Remember that movie they were making in The Exorcist, the one about protestors on a college campus? This often felt like we were watching the finished version of the film they were shooting.
We’re not even through the opening credits when the first misstep happens. I know they couldn’t possibly license a Dylan song for this, but did they have to go with Melanie? “Brand New Key” Melanie? I don’t have any issue with Melanie, but I never would have chosen her to be the “voice of revolution”. Karen Carpenter may have been a bolder choice.
Anthony Quinn plays a liberal professor who is the only college president the students will accept after they oust the old one. No surprise, but the students turn on him when he is unable to push through all of their demands. To be fair, Quinn plays his actual age and it often comes up in dialogue.
His co-star is Ann-Margret. I have seen her do well in other movies, so I am confused by how she barely phones it in here. She is Quinn’s lover and former student. She doesn’t exactly look too old to be in this May/December romance, but she acts like it, slinking around in a manner that is less “free-love hippy” and more “Vegas sexy”. It rings as false as every one of her line readings, all of which she delivers with dead eyes.

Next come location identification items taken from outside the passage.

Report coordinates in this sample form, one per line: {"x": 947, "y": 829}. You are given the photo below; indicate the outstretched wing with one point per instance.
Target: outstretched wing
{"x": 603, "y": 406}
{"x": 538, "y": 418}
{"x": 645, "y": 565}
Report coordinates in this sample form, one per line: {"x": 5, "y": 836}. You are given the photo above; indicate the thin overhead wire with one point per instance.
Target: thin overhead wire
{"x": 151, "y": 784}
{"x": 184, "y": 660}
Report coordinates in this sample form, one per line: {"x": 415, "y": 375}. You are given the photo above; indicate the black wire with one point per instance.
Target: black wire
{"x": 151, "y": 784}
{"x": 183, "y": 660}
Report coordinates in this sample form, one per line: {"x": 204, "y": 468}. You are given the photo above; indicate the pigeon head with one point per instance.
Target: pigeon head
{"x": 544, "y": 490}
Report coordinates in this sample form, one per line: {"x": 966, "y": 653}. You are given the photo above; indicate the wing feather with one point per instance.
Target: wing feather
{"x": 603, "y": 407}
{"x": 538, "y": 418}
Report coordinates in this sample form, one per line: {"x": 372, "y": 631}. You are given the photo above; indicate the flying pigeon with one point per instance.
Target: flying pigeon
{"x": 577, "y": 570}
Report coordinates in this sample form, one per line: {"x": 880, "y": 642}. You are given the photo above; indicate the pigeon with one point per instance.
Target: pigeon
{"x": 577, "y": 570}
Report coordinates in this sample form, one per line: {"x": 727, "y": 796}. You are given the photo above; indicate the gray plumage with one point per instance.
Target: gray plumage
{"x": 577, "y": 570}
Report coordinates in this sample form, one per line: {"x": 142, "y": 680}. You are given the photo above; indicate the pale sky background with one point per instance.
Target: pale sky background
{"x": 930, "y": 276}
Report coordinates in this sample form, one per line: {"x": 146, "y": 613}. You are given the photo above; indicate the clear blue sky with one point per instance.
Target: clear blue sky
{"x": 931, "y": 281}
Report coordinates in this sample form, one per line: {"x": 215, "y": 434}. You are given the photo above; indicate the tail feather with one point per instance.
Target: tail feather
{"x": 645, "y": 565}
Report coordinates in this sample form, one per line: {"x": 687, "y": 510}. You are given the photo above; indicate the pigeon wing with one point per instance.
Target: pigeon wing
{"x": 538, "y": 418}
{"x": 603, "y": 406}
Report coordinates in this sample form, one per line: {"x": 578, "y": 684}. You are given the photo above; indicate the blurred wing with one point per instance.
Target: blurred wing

It is a singularly bad performance.
As for the dialogue, most of it is stock slogans peppered with cries like “right on!” Though stilted, some of the dialogue still has some snap to it, such as this exchange: “I remember him. He was black!” “George, he still is”
R.P.M. is a movie with its heart in the right place, but it misses the mark. On the surface, it demonstrates an intention to spark dialogues between generations, races and income brackets. Unfortunately, in this film about what happens when the anti-establishment becomes the establishment, it ends up feeling like another lecture about these kids nowadays.